C’erano tante buone premesse che facevano di Don’t Forget me un favorito per strappare qualche premio importante al Torino Film Festival per il concorso principale. Ma il trionfo nella maggior parte delle categorie in gara (miglior film, miglior attore e miglior attrice) rivela che l’opera prima del regista israeliano Ram Nehari, oltre che essere stata apprezzatissima dal pubblico del Festival, ha colpito in profondità la giuria presieduta da Pablo Larrain.
Fra follia e il suono di tuba
Un motivo di questo successo sta forse a nella natura eccentrica e stralunata della storia raccontata da Don’t Forget me: da una parte una ragazza, Tom (Moon Shavit), ricoverata in una struttura per disturbi alimentari, convinta che il cibo, il sesso e in generale la vita possa inquinare e contaminare il proprio corpo, rincorrendo un’autodistruzione che difende con muri psicologici invalicabili. Dall’altra Neil (Nitai Gvirtz), suonatore di tuba, nato in Olanda ma israeliano di adozione, anche lui strambo quanto basta e confinato in un ostello per malati mentali. I due, manco a dirlo, s’incontrano casualmente, fuggono dalle rispettive strutture sanitarie e vagano per una Tel Aviv surreale, spietata e nichilista.
Devianza e normalità, individui e società
Ram Nehari – classe 1970 e con alle spalle un bel po’ di esperienze in fiction televisive – ha già lavorato per dei seminari sul cinema dedicati ai malati mentali e decide piazzare una tematica così delicata dentro l’impianto di una commedia dolceamara, dove psicosi e grottesco vanno a braccetto fino alla fine. C’è una bella idea di introduzione ai personaggi che faranno capolino nel film, ci sono due attori molti bravi e credibili che mostrano una totale immersione nelle loro patologie (per interpretare la ragazza anoressica Moon Shavit ha attinto a trascorsi personali) e c’è in generale una critica abbastanza esplicita alla società israeliana che Nehari ridisegna come un intreccio di ingiustizie normalizzate, sia che esse siano rappresentate dall’amico ricco di Neil (Eilam Wolman), sia che esse prendano forma nei diktat familiari di cui è vittima Tom, alle prese con gli estremismi vegani della madre (Rona Lipaz-Michael). Alla fine Israele è descritta come una comunità elitaria, isolata e autoreferenziale che espelle i corpi e le esperienze di vita di chi in qualche modo è “fuori sintonia”, una società anoressica che fa eco alla stessa inappetenza di Tom al cibo e alle calorie.
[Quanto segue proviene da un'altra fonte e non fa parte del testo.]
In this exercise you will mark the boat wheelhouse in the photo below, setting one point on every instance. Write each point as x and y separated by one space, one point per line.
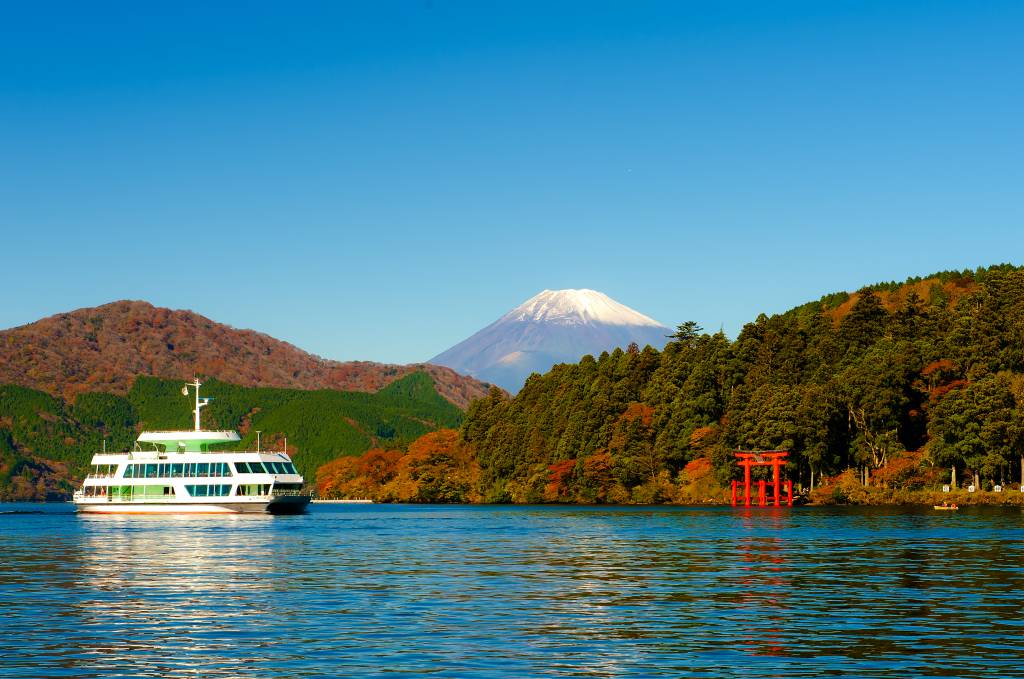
182 472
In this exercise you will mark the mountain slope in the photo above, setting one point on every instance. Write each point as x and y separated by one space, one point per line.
853 381
551 328
105 347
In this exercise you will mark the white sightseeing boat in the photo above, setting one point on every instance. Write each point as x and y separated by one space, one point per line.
175 472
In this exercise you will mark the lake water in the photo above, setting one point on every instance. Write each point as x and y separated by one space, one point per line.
513 592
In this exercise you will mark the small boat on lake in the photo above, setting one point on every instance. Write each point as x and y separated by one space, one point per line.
175 472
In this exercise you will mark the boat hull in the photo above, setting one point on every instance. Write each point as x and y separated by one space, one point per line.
280 505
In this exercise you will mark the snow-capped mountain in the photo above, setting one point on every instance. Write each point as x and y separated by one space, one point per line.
554 327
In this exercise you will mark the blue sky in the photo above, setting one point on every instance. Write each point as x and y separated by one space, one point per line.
379 180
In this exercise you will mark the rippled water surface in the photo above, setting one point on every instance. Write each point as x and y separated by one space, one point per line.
513 591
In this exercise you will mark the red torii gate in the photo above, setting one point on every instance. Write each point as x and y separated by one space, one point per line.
773 459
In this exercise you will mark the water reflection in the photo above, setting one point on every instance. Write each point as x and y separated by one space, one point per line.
513 592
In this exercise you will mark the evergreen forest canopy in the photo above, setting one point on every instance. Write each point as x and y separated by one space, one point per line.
46 443
931 366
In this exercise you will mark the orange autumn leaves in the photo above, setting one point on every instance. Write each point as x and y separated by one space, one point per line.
437 468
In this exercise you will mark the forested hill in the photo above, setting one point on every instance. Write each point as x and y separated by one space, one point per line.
933 365
46 443
105 347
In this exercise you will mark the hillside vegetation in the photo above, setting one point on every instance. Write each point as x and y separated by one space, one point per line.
891 386
104 348
46 442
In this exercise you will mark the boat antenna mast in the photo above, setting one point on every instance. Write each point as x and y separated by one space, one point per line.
200 402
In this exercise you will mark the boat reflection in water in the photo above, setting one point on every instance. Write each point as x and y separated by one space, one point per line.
187 588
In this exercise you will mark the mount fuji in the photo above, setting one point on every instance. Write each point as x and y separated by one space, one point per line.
554 327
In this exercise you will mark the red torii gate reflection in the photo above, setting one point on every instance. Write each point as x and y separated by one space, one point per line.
773 459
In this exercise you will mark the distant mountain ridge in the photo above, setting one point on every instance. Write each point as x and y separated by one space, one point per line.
553 327
103 348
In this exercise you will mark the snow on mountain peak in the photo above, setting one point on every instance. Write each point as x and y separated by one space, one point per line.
571 307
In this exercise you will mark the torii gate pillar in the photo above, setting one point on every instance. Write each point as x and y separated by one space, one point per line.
774 459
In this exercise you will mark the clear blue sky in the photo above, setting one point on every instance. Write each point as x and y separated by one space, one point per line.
379 180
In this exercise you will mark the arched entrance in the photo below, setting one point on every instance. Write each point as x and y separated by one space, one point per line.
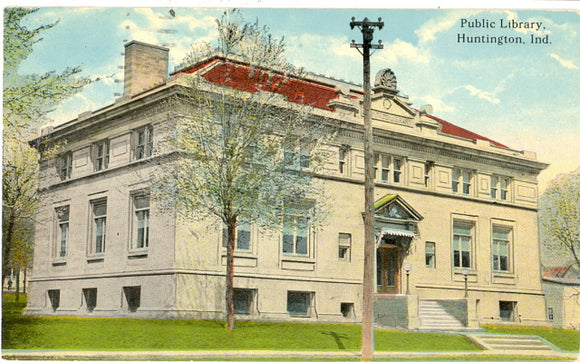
395 226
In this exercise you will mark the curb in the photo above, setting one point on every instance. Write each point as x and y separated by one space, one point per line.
249 355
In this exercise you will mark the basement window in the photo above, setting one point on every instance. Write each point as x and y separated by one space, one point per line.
132 297
299 303
54 298
90 297
507 310
347 310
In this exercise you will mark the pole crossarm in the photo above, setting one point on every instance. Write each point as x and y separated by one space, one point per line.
367 29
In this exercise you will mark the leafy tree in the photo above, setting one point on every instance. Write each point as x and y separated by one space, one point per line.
243 152
28 98
559 214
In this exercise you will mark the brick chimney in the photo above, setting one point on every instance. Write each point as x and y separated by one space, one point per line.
145 67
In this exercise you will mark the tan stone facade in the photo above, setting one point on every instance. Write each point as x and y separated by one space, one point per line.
447 201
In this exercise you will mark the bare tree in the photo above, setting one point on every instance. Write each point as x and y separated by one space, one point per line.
559 214
247 155
28 98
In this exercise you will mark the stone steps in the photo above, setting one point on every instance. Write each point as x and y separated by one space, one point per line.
433 317
504 342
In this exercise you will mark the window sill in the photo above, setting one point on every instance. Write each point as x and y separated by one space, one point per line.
95 258
297 258
503 278
59 262
138 254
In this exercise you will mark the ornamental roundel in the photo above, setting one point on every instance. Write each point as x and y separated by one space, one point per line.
386 78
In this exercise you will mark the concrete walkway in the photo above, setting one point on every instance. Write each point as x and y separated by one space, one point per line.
266 355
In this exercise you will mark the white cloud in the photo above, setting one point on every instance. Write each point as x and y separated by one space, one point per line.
403 51
134 32
439 107
565 63
481 94
428 31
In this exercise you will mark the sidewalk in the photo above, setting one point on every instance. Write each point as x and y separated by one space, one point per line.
266 355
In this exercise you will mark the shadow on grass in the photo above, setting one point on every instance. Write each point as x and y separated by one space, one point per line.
337 338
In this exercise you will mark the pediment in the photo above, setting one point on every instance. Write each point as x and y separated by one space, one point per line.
395 208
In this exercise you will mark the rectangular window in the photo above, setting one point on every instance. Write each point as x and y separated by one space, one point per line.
385 165
347 309
507 310
54 299
466 178
90 298
141 221
304 160
296 160
101 155
295 236
132 298
501 248
455 181
428 170
65 170
429 254
461 179
396 170
143 142
99 226
243 237
462 238
243 301
299 303
342 155
63 230
344 246
499 188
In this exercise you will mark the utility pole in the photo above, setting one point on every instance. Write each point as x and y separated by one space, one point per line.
367 29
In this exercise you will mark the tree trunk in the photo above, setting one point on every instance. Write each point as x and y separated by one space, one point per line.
231 226
7 246
17 285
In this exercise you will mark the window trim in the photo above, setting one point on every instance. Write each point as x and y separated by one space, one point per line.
251 304
391 168
242 226
65 166
462 178
499 188
344 243
92 244
432 265
101 161
309 308
295 229
510 228
60 222
134 247
143 150
471 243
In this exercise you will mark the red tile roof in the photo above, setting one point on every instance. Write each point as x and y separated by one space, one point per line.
453 130
241 76
557 272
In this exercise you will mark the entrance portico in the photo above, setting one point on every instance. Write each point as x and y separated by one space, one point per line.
395 227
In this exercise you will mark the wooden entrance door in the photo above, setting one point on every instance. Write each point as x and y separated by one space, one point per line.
388 269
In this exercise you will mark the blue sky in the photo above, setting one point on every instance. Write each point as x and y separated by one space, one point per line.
522 95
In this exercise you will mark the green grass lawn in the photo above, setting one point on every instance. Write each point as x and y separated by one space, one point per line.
70 333
565 339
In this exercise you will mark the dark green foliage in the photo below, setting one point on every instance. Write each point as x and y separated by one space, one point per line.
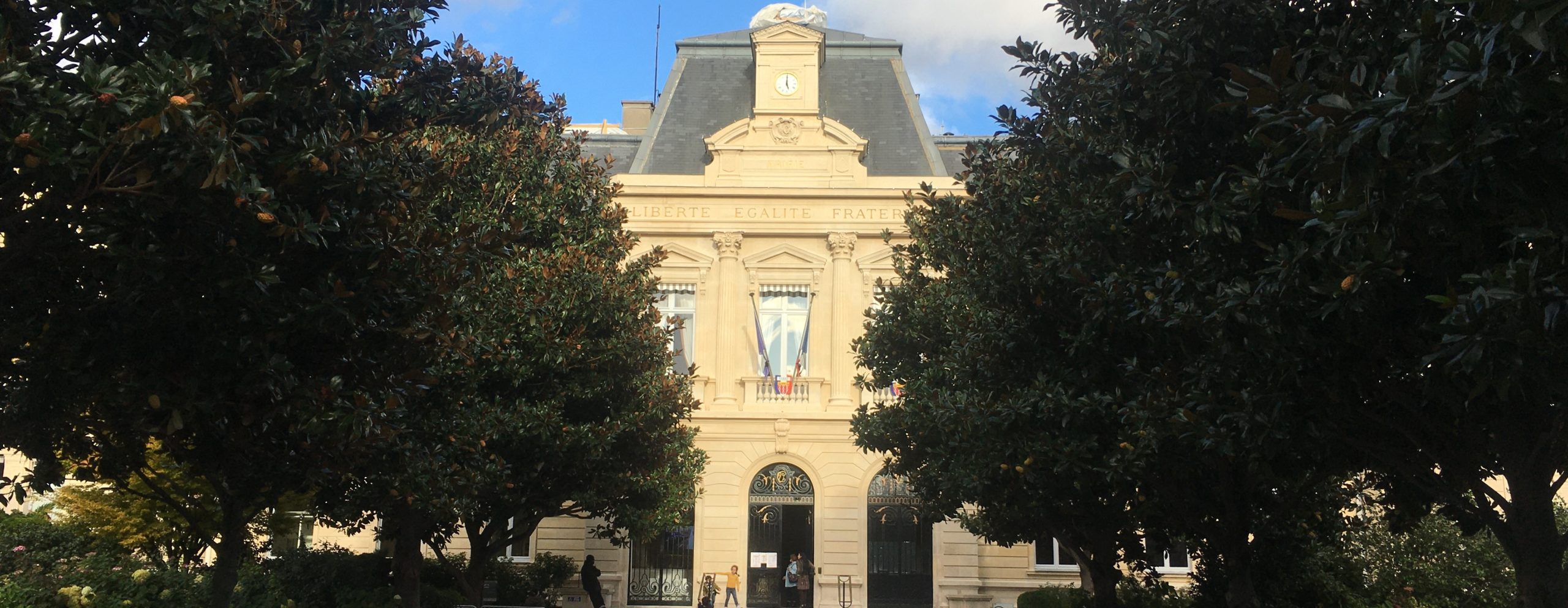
533 583
1129 593
290 232
1054 598
1432 564
328 579
1241 253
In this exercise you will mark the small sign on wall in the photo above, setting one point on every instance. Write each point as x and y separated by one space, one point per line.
764 560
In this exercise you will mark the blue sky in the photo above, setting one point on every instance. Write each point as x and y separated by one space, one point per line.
600 52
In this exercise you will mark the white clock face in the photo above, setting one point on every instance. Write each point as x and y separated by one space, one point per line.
786 83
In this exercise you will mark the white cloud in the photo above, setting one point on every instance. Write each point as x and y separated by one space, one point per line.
954 51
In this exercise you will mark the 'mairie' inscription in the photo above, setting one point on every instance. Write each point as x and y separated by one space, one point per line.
764 212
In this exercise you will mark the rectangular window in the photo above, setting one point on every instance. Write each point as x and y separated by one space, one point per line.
521 547
1170 558
679 302
783 313
292 531
1049 555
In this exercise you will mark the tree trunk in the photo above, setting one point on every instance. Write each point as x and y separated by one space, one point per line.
1536 546
1098 571
407 531
1239 588
482 552
1102 577
231 553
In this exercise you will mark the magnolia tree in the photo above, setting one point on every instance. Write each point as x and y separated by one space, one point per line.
203 220
549 387
1233 257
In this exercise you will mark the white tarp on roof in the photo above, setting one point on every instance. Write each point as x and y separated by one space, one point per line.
774 15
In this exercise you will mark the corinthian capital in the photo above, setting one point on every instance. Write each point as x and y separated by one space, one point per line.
843 243
728 243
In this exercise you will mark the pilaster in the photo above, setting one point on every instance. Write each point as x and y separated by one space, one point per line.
731 322
846 308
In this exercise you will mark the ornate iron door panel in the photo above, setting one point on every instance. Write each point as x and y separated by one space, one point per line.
661 571
764 583
780 522
897 547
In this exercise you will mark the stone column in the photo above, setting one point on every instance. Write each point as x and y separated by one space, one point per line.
731 319
846 319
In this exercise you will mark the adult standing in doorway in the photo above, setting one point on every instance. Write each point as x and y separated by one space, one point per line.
804 579
733 587
791 593
590 577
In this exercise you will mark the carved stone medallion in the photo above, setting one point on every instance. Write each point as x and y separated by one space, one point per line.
786 131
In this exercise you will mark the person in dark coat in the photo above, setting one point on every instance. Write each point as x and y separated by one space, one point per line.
590 576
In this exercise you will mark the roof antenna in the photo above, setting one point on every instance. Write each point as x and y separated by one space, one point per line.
659 19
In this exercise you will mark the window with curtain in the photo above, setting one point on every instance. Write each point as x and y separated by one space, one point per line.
1172 558
1049 555
783 313
521 547
679 302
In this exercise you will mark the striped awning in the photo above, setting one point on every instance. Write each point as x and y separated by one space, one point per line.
785 291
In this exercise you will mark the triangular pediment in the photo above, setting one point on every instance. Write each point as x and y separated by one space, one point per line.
786 256
880 259
786 33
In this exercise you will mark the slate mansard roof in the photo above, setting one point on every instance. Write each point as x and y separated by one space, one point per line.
863 85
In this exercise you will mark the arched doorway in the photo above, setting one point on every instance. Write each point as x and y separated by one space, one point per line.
780 525
897 544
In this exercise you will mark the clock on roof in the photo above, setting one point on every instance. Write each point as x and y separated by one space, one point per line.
786 83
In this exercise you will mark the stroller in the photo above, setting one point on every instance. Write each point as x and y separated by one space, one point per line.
709 590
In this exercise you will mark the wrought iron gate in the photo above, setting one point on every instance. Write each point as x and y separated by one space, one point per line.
661 571
899 546
780 516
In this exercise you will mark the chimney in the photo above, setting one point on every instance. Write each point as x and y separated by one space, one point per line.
636 116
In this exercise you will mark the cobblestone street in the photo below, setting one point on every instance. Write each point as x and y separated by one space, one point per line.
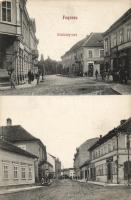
59 85
69 190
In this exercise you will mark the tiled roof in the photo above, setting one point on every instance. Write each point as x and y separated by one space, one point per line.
124 127
7 146
15 133
94 40
119 21
78 44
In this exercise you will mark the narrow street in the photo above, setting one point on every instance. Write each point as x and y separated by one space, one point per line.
70 190
59 85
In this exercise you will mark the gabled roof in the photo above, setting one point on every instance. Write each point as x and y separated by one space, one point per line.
121 20
94 40
125 127
16 133
7 146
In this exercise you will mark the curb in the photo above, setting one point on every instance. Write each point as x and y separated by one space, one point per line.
10 191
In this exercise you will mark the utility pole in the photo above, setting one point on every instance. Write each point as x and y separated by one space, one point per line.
117 159
128 153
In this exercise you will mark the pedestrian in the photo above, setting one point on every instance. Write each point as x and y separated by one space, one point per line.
12 79
29 76
38 77
96 73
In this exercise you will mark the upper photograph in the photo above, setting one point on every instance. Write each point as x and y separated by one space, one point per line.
66 47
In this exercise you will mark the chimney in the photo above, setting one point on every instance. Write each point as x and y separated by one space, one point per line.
9 122
122 121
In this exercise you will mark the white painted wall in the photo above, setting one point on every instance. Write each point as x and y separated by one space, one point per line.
13 159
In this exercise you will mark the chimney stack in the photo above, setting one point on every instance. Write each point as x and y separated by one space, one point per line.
9 122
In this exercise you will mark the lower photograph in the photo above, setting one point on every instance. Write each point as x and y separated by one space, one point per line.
65 148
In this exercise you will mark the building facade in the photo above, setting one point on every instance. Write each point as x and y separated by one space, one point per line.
19 137
81 156
117 45
68 173
18 42
111 156
17 166
85 57
57 168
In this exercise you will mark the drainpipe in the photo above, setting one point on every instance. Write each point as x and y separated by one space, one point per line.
18 21
128 153
117 159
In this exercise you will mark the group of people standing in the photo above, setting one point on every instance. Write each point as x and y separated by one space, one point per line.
120 75
32 76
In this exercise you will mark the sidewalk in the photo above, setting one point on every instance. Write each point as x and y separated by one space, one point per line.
26 85
104 184
20 189
122 88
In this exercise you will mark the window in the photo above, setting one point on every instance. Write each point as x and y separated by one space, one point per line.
109 148
106 44
101 53
5 171
90 54
30 172
6 11
114 40
23 172
16 172
128 32
121 36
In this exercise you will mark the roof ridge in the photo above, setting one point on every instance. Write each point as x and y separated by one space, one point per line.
15 148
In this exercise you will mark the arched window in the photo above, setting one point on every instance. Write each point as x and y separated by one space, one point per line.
6 11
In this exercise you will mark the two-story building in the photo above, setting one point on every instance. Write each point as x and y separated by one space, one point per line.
110 160
117 45
18 42
81 158
85 57
68 173
21 138
17 166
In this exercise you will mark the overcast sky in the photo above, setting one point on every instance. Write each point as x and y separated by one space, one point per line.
93 16
64 123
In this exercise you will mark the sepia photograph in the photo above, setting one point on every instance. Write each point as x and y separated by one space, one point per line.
78 149
52 47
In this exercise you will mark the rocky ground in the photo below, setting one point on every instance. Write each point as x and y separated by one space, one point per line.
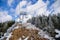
26 31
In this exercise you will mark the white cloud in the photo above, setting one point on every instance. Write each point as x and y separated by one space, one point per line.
39 6
10 2
19 6
4 16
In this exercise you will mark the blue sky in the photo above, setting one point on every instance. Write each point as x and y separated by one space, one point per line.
5 6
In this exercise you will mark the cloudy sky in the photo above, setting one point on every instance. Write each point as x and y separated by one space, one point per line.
10 9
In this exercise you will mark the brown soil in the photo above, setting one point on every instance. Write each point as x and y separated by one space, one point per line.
20 32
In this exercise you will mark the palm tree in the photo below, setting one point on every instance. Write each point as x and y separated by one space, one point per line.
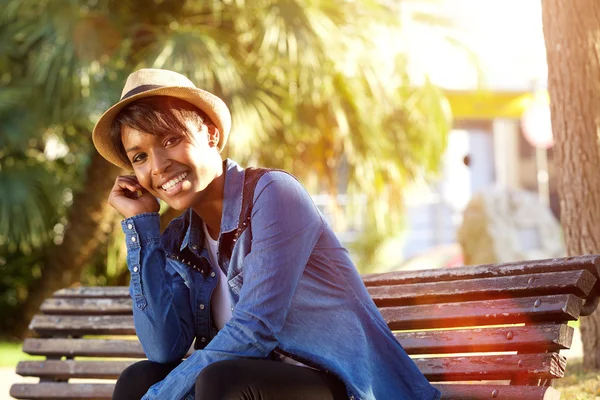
281 66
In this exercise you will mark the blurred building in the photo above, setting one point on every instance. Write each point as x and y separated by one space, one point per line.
489 87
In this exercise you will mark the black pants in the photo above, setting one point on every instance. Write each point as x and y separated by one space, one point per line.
237 379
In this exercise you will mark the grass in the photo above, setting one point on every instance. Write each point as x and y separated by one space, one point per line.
577 383
11 354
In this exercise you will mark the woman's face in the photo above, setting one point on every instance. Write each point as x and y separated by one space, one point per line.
174 167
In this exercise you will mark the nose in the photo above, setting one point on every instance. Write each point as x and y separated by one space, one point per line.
160 162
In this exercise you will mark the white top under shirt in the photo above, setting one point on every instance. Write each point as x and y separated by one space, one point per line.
221 302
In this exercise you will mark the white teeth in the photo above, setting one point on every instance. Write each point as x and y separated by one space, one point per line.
174 181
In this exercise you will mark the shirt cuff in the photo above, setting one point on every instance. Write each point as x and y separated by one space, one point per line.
141 228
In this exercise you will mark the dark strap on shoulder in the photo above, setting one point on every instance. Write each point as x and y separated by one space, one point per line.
251 178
Siamo dunque dalla parti di una Pazza gioia in salsa yiddish, dove ironia e beffa filtrano il dramma in risate e situazioni grottesche. Un film atipicamente “europeo” per la cinematografia israeliana sempre attenta a drammatizzare e ad approfondire senza mai lasciare troppo alla reattività della storia. Al contrario Don’t Forget me non punta a complicare, ma a ridurre, non si concentra sul dramma ma lo dribbla con un sorriso, non suggerisce pesantezza ma gioca abilmente a rendere tutto più leggero. Persino tematiche “tabù” come quella dello Shoah e del crescente razzismo nella società israeliana sono toccate con sarcasmo e derisione. Senza troppi virtuosismi registici o slanci narrativi, Nehari cavalca tutta l’emotività dei personaggi, scoprendo le carte di una storia d’amore improbabile e bizzarra e – soprattutto – restituendo un inno al diritto di vivere la propria diversità.